I’ll let you think that through for a second without editorial comment on my part.
Massachusetts is falling behind on exactly this measure—and for some time. Already back in 2009, Pioneer noted in Education Next that there was trouble brewing in third-grade achievement:
MCAS math scores in 2008 were up by just a single percentage point in three elementary grades, and early-grade MCAS English Language Arts (ELA) scores, which are the best predictors of future success, fell the most. In fact, ELA scores for 2008 were either down or flat in six out of seven grades.
The reply from the state’s education secretary was angry. He replied in a letter to Education Next, noting that our analysis was full of “errors purposefully made”:
They write, Results in September 2008 showed a sharp drop in MCAS pass rates and flat or declining scores in the elementary and middle school grades.
This is simply wrong. Pass rates improved or stayed steady on 12 of the 16 tests administered. Math results reached an all-time high, including improvement in every grade.
The authors praise the work of Massachusetts students in citing the recent results on TIMSS, pointing to this exceptional performance as an illustration of the influence of status quo reforms while later falsely condemning students’ MCAS results to suggest a downward slide in performance.
Students have demonstrated consistent improvement on the MCAS over the years, improvement that has continued since Governor Patrick took office in 2006.
Sorry, Mr. Secretary, but the facts are otherwise as this set of new MCAS results only serves to reinforce.
The second point that is necessary to make in understanding this can be seen in the subtitle of Schworm’s piece: Only scattered gains for poorest, despite huge effort. The fact is that there has been a lot of talk and a lot of bureaucratic moves by the Patrick administration, but not much that creates a real sense of urgency:
- We’ve created a fourth iteration of the in-district charter-lite reform—so-called Innovation schools. This new category of schools follows its elder cousins: the unionized pilot, Horace Mann charter, and co-pilot schools. Each of these new types of district reform vehicles was to keep pace with the challenge posed by high-performance (Commonwealth) charter schools.
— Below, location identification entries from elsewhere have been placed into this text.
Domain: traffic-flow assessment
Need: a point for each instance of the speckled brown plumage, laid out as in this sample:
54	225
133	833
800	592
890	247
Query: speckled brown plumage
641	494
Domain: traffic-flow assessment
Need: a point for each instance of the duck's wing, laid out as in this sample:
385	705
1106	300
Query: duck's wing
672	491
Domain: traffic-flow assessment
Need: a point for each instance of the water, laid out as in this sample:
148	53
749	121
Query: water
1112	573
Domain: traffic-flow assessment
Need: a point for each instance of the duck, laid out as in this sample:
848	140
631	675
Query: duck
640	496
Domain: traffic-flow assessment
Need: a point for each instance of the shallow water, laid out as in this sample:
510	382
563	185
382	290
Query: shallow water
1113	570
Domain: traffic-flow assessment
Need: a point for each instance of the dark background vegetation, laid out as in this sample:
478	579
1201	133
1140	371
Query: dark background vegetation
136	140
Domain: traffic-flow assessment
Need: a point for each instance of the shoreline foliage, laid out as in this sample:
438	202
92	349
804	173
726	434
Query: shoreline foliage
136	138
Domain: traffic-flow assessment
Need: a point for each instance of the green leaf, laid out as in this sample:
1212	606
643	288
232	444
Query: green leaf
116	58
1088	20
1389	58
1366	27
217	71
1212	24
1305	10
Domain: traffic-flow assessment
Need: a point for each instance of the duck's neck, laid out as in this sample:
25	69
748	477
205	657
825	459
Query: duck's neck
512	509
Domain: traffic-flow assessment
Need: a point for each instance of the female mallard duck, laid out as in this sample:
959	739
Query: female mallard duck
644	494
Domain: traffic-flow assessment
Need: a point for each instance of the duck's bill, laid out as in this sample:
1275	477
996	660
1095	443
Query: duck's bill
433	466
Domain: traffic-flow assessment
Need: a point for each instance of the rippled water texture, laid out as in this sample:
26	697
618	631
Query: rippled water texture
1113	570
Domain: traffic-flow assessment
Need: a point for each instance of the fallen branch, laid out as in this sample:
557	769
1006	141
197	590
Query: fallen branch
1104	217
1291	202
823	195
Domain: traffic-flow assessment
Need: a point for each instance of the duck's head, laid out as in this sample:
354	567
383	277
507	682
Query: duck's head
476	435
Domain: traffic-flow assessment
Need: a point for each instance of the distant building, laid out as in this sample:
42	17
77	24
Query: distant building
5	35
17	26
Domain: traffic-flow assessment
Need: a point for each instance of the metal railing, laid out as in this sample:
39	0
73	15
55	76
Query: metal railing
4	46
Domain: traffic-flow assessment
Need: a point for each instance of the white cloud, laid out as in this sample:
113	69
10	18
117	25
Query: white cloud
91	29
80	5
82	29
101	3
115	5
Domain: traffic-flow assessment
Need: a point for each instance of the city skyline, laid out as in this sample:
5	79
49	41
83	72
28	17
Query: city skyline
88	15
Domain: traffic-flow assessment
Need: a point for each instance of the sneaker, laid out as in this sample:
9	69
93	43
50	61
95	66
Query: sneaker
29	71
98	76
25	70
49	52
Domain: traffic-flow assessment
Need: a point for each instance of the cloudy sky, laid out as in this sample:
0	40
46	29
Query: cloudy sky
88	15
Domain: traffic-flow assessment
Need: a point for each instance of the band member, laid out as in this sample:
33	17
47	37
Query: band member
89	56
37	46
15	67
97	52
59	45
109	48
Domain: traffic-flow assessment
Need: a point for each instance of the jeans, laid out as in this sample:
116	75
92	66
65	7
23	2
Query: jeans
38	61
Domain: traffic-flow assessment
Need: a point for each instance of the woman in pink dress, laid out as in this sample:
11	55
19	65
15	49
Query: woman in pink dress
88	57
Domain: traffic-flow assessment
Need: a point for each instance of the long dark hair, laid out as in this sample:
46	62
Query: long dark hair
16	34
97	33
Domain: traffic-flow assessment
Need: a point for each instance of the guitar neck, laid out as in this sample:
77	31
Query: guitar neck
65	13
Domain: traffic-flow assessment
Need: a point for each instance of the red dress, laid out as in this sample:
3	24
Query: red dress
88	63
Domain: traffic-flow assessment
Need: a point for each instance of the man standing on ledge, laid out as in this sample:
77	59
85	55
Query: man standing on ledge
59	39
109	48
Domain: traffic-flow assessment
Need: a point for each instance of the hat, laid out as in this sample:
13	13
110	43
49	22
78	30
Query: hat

For nearly 15 years, none has been able to keep up on a consistent basis to date in terms of improved student performance.
- We’ve changed (ahem, watered down) the state’s audit system to hold districts and district schools accountable.
- We’ve packed the Board of Education to give the Governor a direct voice in education policy, while weakening the commissioner’s position.
- We’ve adopted new education standards that independent research (1, 2, 3, 4) shows are much weaker because they shave literature requirements by half and weakened the progression toward college math (e.g., Algebra I gets pushed back from 8th to 9th or even 10th grade).
- We’ve ditched the US history MCAS requirement, which was slated to go live in 2009.
- We’re in the process of developing new tests, the efficacy of which we do not know because the national tests (which are forbidden under federal law) are in fact not yet developed and being developed outside of public view.
- We’ve sweted the development and promulgation of new regulations to promote virtual/digital learning options, but which do the exact opposite.
That’s a lot of huge, sweat-inducing churning in the central offices of the state education bureaucracy. But, in reality, it has little or no impact on the schools and the classrooms, except to signal to them that the sense of urgency of 1993 MERA is over.
What’s clear to anybody who has watched the education space for the past two decades is that the 1993 reform saw the board set clear policy and clearly measurable goals, and put into place an accountability system to make sure the goals were met by local professionals. The rest was providing funding to local professionals to get the job done.
Over the last few years, we have witnessed the resurrection of the pre-1993 mindset: Reform is to be driven by the central office experts. Lots of hand-waving and big announcements from the center. No pressure on the locals to show progress.
It is huge effort signifying I can’t say nothing but certainly nothing urgent. The latest MCAS data, taken together with NAEP data I’ll share over the next few days just confirms that it’s for the most part just a big churn.